The head of China’s state-owned Sinopharm has put forward a general price range for the group’s two inactivated COVID-19 vaccine candidates now in late-stage development—and it's quite a bit higher than the amounts other shot makers have quoted so far.
“An inactivated vaccine won’t be priced too high,” Sinopharm Chairman Liu Jingzhen told state media Guangming Daily (Chinese). “It’s expected to cost a couple hundred yuan for one shot, and it would be less than 1,000 yuan ($145) for two doses.”
It’s not immediately clear what price Liu was referring to—the out-of-pocket cost or list price. And it’s not yet certain whether Beijing will help cover some of the costs for a pandemic vaccine developed by a state-run company.
In China, free vaccinations are provided, but the no-cost shots are primarily routine childhood immunizations such as polio, MMR, DTaP and meningitis, among others. People must pay the full price for most other vaccines, because they’re not included in the national insurance scheme.
At $145 for a two-dose regimen, Sinopharm’s products would even be more pricey than shots offered in bulk procurement to the U.S., where drugs are generally more expensive.
AstraZeneca, in collaboration with the University of Oxford, previously signed a $1.2 billion deal to produce 300 million doses of its adenovirus vector-based candidate to the U.S. government. That roughly translates into $4 per dose, though the entire grant also covers funding for clinical development.
Johnson & Johnson is offering 100 million doses of its candidate, Ad26.COV2.S, to the U.S. for $1 billion in total, or $10 per dose. Pfizer and German partner BioNTech agreed to ship 100 million doses of their mRNA shot to the U.S. government for $1.95 billion. Moderna said it’s charging between $32 to $37 per dose of its mRNA version to smaller-volume purchases in the single-million dose range, but its 100 million-dose deal with the U.S. came in at $1.525 billion, not including about $1 billion in development funds.
All these Western programs are based on novel technology platforms, whereas Sinopharm’s inactivated vaccines represent a more tried-and-true approach.
Sinopharm, through its CNBG unit, has two inactivated vaccine candidates from its biological research institutes in Beijing and Wuhan. They entered phase 1/2 testing in April and delivered preliminary readouts in June.
According to interim phase 2 data recently published in JAMA, the Wuhan shot, at the medium dose, triggered neutralizing antibody at the geometric mean titer of 121 when two doses were given 14 days apart, and 247 when given 21 days apart.
“The antibody titers started to increase after the second injection and further increased after the third injection, suggesting the need for a booster injection,” the researchers wrote in the study. They also noted that the neutralizing antibody levels were comparable with those seen in other studies on candidates from Moderna, Pfizer-BioNTech and AstraZeneca-Oxford.

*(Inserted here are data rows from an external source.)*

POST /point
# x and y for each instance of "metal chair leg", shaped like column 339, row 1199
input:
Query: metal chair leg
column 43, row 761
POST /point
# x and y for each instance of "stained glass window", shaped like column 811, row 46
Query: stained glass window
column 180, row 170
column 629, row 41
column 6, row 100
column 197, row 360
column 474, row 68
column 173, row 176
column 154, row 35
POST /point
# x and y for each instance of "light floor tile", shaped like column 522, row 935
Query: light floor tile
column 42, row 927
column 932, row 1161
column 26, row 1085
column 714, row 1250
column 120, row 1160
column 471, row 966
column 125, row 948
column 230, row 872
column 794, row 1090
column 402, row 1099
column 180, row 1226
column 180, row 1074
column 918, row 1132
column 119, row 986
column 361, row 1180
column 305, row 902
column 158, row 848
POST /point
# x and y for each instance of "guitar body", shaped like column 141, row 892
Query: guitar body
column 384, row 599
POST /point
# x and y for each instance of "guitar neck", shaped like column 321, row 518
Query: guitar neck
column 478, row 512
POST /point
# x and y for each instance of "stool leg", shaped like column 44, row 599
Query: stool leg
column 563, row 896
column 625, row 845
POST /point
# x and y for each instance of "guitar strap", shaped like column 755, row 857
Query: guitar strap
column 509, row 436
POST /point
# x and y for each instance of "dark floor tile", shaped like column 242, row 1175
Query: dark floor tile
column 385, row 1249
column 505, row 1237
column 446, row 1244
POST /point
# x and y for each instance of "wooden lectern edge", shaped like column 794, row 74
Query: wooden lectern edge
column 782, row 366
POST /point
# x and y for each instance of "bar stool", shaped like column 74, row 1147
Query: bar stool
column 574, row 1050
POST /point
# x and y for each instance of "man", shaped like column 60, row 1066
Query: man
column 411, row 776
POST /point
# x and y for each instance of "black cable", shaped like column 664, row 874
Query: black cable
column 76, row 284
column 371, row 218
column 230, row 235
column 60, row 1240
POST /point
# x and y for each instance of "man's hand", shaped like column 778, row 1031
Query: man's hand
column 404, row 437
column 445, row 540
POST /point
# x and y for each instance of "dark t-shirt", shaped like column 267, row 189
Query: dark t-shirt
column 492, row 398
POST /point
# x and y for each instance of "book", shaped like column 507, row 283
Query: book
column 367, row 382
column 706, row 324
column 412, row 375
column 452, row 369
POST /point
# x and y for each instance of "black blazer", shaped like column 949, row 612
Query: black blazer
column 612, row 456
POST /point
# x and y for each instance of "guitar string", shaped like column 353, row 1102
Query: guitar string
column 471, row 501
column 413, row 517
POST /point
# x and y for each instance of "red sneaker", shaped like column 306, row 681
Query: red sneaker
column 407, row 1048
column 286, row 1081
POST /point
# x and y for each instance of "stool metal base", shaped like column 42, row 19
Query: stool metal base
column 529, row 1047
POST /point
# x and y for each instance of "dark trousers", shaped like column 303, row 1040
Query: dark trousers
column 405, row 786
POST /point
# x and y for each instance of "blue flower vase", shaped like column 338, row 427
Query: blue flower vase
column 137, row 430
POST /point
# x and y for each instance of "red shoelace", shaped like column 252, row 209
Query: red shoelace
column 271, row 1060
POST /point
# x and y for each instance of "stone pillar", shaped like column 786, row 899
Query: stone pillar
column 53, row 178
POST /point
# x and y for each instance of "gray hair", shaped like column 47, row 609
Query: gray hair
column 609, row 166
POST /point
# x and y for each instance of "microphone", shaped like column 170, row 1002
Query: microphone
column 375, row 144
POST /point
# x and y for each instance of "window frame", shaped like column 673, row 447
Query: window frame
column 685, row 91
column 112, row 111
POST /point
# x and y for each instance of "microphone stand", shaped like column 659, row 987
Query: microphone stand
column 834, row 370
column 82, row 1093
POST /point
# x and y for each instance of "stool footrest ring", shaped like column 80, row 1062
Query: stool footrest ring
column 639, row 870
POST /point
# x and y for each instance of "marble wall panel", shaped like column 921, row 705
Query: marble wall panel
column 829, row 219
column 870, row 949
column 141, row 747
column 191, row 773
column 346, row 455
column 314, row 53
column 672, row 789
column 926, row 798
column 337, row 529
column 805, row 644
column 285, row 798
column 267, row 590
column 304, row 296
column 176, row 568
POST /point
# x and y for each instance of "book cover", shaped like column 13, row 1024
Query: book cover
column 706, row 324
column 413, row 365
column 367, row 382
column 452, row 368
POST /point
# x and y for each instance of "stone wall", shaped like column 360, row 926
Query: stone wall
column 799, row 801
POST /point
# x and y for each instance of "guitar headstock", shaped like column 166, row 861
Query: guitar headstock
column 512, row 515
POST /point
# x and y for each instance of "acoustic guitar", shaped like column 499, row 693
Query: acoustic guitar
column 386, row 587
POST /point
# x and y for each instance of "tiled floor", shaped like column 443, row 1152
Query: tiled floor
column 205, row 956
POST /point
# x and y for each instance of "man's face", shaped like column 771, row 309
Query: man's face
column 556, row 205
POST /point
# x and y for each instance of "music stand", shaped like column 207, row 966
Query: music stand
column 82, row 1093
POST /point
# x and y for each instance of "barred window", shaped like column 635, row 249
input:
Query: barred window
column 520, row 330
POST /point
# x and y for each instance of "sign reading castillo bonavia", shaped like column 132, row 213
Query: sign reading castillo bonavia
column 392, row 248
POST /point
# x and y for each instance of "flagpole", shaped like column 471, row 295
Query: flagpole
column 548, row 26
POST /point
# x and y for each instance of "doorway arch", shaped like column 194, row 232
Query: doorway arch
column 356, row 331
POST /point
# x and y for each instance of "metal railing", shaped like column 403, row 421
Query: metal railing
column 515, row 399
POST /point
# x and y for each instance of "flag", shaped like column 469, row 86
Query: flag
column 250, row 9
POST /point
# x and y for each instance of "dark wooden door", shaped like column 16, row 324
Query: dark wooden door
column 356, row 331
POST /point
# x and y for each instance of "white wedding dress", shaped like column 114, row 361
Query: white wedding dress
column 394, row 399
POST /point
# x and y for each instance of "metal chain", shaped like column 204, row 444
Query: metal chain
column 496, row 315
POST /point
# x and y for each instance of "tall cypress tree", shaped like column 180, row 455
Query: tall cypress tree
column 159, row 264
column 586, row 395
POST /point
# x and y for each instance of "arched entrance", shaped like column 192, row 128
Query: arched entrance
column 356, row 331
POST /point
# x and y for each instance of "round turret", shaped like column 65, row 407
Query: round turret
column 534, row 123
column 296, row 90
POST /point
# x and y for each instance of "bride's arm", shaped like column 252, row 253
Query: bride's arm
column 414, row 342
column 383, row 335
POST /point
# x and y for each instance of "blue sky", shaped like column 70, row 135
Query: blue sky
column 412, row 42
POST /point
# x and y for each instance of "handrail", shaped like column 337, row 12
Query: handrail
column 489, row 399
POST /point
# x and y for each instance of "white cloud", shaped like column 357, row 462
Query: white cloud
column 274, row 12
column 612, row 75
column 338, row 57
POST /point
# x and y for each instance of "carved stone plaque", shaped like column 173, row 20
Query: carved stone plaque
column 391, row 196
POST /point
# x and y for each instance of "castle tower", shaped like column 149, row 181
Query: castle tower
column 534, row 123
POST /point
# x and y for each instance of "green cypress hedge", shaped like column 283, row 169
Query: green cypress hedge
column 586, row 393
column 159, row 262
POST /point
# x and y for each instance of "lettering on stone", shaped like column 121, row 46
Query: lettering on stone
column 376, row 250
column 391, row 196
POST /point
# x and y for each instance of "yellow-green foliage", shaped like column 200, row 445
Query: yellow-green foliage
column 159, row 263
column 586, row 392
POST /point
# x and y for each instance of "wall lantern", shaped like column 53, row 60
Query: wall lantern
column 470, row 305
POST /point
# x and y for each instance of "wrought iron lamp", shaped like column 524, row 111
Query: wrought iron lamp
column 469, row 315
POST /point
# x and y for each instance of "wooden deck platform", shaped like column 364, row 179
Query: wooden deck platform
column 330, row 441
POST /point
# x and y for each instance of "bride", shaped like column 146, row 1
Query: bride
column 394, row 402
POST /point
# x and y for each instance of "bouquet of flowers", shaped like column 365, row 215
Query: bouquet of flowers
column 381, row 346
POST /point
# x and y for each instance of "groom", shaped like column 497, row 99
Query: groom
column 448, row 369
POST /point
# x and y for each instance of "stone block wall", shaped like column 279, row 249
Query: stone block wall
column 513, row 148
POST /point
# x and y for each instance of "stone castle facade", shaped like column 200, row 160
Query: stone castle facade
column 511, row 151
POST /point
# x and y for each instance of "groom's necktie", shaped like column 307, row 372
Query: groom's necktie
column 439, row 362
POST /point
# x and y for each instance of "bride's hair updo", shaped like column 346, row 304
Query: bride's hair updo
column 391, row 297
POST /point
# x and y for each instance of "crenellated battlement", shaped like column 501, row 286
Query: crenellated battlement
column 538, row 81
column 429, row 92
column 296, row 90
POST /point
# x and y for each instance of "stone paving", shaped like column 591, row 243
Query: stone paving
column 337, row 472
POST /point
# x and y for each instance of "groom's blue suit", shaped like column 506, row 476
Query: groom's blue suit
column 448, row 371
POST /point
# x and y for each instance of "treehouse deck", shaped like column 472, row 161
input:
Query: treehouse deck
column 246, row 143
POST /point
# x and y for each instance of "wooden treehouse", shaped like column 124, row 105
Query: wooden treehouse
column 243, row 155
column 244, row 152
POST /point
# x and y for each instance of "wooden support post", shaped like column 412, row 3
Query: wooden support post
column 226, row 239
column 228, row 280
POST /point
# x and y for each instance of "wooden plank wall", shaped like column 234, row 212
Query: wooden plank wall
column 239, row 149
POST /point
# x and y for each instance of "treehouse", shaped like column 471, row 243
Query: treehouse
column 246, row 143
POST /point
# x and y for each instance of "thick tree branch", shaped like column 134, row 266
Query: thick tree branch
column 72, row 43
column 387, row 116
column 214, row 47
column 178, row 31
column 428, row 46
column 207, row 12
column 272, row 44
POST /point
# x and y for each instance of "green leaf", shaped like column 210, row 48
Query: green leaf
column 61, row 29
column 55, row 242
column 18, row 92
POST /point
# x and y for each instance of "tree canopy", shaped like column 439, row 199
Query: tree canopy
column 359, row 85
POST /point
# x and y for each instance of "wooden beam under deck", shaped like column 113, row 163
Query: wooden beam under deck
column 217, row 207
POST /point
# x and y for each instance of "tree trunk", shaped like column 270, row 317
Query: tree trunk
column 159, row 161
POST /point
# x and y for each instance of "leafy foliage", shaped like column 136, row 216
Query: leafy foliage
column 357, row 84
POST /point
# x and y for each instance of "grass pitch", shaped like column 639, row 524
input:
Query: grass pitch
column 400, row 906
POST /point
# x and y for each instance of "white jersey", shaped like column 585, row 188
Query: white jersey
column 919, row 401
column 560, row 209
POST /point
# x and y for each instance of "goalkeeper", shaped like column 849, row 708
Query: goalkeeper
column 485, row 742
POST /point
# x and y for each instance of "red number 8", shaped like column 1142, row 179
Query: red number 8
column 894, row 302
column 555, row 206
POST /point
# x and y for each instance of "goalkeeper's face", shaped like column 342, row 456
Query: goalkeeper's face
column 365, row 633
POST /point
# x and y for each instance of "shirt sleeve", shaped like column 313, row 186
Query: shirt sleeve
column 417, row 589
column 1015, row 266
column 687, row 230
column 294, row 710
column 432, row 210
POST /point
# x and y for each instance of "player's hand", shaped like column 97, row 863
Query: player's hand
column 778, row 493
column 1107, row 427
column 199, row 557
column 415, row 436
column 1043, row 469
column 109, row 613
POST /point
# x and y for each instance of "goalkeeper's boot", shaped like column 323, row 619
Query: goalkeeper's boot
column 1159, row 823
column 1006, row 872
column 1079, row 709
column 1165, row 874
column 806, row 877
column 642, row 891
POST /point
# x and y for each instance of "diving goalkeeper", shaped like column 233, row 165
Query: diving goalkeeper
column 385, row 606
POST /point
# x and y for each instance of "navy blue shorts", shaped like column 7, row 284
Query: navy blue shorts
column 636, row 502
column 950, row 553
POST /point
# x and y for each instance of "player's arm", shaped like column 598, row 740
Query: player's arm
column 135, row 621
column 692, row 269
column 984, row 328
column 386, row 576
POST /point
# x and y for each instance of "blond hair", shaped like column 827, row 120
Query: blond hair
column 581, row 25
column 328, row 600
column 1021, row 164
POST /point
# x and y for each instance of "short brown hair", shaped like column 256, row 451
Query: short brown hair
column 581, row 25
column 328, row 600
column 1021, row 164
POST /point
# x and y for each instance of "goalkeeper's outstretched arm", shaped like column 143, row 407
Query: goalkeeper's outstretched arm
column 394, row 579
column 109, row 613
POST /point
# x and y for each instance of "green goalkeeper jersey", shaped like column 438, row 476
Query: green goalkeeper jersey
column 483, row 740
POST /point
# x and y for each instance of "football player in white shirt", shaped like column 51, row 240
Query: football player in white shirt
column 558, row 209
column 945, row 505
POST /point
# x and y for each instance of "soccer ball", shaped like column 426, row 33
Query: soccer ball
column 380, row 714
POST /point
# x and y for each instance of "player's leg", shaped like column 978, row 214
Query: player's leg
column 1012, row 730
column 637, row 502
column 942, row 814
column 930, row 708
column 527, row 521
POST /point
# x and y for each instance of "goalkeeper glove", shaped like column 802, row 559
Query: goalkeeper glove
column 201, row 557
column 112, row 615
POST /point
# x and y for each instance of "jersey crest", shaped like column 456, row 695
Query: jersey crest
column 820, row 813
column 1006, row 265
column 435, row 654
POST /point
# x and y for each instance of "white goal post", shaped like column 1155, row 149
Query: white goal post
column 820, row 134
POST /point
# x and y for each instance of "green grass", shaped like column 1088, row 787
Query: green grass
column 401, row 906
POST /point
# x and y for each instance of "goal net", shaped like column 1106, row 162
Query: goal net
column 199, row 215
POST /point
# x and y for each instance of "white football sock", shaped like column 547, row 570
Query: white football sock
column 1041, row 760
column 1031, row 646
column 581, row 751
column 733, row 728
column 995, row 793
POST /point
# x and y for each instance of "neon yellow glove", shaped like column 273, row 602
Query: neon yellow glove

Sinopharm went to the United Arab Emirates for the phase 3 efficacy trial because the disease has largely been controlled in China. The study has completed its enrollment target of 15,000 volunteers, Emirates News Agency reported on Thursday.
Liu said Sinopharm’s product could reach the market by year's end. That would be a very tight schedule, given that the phase 3 started in late June, and Chinese drug regulators have specified that they want at least six months of protection data.
The company’s facilities in Beijing and Wuhan have enough capacity to make more than 200 million doses a year.